I took out my wallet and handed him the cash, and he thanked me. When someone in the back called him to dinner, I thanked him again and headed back to my place.

After a quick stop at the convenience store for a bag of ice to keep my leftovers cool, I was home. Not wanting to break my jar, I didn’t chance the stairs, instead taking the elevator despite the wait.

Little me was so excited—I’d be able to shower, have my milk, go to sleep. Forget dinner. Forget the fridge. Forget it being dark. That could all be dealt with in the morning,

But the milk—that I wasn’t waiting on.

Only, as I raced to get back to my apartment, the bag of ice kept slipping in my hand, causing me to get distracted, and I tripped on the corner of someone’s doormat, falling to the ground.

The jar of milk flew out of my hands, crashing onto the ground and breaking into a thousand pieces, and my body landed on the ice. Ouch .

And because it was the kind of day it was, there was no thinking reasonably about it. None. Instead, I started to cry.

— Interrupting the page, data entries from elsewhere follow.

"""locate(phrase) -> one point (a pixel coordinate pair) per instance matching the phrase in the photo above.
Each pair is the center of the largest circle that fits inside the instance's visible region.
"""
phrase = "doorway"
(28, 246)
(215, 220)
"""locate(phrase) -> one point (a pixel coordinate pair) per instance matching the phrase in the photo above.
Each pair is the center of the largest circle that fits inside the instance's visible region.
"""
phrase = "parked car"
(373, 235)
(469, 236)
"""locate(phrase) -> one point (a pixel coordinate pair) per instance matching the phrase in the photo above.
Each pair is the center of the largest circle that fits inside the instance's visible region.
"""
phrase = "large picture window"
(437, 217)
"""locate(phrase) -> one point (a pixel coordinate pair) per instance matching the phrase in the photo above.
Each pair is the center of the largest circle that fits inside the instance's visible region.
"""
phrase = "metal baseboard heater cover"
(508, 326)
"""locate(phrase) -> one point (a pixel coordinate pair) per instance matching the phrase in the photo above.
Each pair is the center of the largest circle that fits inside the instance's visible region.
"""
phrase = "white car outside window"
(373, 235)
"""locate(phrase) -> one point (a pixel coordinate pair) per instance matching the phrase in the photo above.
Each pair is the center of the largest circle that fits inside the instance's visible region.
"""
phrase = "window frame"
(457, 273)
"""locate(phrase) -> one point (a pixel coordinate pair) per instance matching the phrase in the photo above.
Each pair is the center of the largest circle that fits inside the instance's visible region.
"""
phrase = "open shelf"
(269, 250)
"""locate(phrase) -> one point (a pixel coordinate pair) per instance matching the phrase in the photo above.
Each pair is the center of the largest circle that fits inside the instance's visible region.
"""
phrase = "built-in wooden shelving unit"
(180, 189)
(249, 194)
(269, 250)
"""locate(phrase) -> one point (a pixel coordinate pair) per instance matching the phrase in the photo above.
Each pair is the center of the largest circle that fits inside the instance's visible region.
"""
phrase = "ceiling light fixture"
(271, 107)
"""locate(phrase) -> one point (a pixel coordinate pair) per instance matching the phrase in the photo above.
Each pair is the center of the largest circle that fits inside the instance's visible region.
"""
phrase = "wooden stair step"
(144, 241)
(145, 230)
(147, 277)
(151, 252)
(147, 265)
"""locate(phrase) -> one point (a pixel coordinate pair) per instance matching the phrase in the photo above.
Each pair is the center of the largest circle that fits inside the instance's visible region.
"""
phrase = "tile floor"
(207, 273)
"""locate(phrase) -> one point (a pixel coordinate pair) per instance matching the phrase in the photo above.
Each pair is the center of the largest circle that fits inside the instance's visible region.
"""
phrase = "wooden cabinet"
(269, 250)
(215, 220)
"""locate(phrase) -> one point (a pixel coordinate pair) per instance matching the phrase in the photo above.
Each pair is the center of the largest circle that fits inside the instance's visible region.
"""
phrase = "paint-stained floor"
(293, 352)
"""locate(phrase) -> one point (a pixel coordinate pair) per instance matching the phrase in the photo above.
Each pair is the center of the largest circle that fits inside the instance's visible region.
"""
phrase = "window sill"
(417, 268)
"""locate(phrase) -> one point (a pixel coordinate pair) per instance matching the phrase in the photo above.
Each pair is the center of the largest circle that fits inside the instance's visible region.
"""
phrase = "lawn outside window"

And not a little cry, either. All my Big feelings were coming out as I sobbed, picking up the glass shards so that no one would get hurt, as the ice started to melt on the carpet.

And if I couldn’t make matters any worse, who should walk by but my neighbor.

And not the little old lady one.

No.

It was my sexy next-door neighbor, seeing me cry over spilled milk.

“Hey, need some help?” Why did he have to see me? If he’d been five minutes later, I might’ve been cleaned up.

I shook my head, wanting the walls to suck me inside whoever’s apartment I was in front of.

*Is that raw milk?”

I just shook my head, trying to hold in my tears, which was only making them flow harder.

“That’s… oh?—”

And suddenly, he was squatting down beside me.

And I’d never wanted more to wake up and find out this was all a dream and I hadn’t embarrassed myself in front of my crush.

Or maybe I wanted it to continue and have him offer to be my Daddy. Yeah, that was the better option. Too bad it wasn’t a dream.